Some of the best results are created by accident.


----------



## Denise1952 (May 2, 2014)

any good ones I have at all are mistakes/accidents, LOL!  I shoot on "auto" mode but love figuring out the settings.  I am learning those now, but I have not gotten outside, or I suppose I could do indoors, but that's no fun to me.  I want bugs!!  Give me lots of garden bugs, and combwebs with drops!  Man, I am so into the photos I see, I want to create something even half as lovely  Check these out for example.  Of course this guy uses a lot of post-production, but I read about him and his wife, they live in South of France, and have a yard and garden he gets all these photos in, well, many of them  He has to be good at the main photo, then his style is to tweak it so it looks like another planet!! I love it  But I like "the natural" look as well

http://fabienbravin.pixu.com/prints


----------



## Falcon (May 2, 2014)

I'm not implying that Denise didn't take the picture.
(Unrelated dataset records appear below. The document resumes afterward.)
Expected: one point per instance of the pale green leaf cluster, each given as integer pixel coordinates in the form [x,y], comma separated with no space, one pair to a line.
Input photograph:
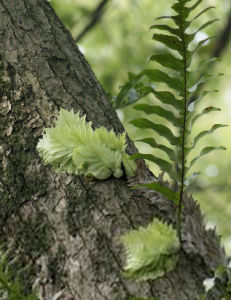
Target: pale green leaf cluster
[73,146]
[150,251]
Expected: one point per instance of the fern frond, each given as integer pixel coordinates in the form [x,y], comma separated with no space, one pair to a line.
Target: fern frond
[150,251]
[72,146]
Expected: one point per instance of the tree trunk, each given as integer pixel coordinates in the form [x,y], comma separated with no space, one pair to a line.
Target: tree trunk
[63,229]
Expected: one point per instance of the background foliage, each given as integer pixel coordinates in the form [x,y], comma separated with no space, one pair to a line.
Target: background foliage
[120,42]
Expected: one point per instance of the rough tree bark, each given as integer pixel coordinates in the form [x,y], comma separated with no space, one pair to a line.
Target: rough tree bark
[61,228]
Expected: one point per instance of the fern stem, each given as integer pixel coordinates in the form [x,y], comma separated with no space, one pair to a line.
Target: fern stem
[183,137]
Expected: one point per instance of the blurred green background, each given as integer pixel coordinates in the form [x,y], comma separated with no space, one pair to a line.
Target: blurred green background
[120,42]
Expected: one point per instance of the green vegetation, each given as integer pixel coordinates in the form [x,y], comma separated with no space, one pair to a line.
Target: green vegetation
[10,289]
[121,42]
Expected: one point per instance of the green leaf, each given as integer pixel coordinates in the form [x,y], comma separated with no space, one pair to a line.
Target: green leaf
[189,179]
[163,190]
[151,142]
[201,43]
[203,79]
[204,152]
[210,22]
[154,75]
[170,41]
[205,111]
[73,146]
[174,31]
[164,113]
[159,76]
[195,5]
[190,37]
[119,103]
[163,164]
[143,299]
[202,12]
[206,132]
[160,129]
[150,251]
[169,61]
[200,96]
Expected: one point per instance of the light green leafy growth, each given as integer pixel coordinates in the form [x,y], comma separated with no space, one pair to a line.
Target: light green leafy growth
[72,146]
[150,251]
[8,287]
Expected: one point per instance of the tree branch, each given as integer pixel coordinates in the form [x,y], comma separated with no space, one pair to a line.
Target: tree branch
[95,17]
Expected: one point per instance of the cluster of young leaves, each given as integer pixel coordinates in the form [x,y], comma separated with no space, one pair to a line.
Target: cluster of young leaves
[150,251]
[8,287]
[73,146]
[175,106]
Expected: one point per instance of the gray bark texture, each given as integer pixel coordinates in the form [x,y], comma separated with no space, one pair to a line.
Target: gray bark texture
[61,231]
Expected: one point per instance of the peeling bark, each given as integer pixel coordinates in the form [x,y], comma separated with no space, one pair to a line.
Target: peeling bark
[63,229]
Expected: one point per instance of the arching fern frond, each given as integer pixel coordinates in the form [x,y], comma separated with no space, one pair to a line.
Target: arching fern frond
[184,85]
[150,251]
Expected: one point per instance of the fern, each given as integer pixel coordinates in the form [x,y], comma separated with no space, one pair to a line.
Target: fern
[183,87]
[72,146]
[151,251]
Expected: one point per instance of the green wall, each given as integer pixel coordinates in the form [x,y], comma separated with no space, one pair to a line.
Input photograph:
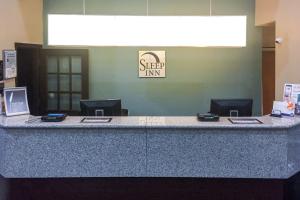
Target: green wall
[194,75]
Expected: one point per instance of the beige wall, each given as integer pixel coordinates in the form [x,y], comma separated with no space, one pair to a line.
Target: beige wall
[265,11]
[286,15]
[20,21]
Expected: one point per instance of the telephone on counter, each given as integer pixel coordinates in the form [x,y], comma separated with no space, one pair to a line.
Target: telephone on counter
[54,117]
[208,117]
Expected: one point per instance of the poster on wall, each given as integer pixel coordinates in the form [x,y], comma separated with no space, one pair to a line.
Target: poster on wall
[152,64]
[9,64]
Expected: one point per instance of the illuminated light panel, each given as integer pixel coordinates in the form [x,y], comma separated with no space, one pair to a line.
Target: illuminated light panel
[101,30]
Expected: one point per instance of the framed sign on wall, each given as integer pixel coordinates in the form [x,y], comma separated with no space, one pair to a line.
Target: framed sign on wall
[152,64]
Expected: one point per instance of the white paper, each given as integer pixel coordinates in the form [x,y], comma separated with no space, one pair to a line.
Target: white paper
[9,64]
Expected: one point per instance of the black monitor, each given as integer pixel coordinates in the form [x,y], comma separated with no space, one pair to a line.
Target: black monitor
[231,107]
[108,107]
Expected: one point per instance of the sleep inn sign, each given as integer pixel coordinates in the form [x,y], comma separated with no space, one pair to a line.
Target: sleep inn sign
[152,64]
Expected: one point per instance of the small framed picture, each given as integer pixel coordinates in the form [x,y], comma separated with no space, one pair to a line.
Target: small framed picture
[15,101]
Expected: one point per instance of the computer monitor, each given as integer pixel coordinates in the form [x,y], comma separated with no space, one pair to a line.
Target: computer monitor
[231,107]
[108,107]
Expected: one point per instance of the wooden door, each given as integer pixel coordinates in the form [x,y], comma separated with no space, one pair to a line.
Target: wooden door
[65,74]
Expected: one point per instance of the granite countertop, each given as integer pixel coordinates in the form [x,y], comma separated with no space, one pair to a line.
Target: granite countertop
[28,121]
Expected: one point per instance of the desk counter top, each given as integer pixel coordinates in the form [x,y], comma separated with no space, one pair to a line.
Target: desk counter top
[149,147]
[27,121]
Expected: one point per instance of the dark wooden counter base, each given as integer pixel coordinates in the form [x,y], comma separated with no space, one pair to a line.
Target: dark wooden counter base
[149,188]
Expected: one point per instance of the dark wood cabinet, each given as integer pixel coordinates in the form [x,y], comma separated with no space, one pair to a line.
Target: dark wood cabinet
[66,75]
[56,79]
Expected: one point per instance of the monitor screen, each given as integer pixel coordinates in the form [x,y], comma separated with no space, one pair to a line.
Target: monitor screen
[108,107]
[231,107]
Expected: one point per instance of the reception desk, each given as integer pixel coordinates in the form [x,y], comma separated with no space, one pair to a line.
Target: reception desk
[149,147]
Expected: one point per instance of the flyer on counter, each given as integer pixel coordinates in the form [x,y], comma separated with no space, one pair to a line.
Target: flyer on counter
[291,92]
[9,64]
I'm just saying that I've seen this same picture on JigSaw.com.


----------



## Denise1952 (May 2, 2014)

Well, a similar pic maybe, but not mine is all I'm saying, unless someone copied it, and no one in their right mind would want it it's so flawed


----------



## Petell (Jun 4, 2014)

Is there a reflection of tractor on one of the dew drops? Awesome pic!!


----------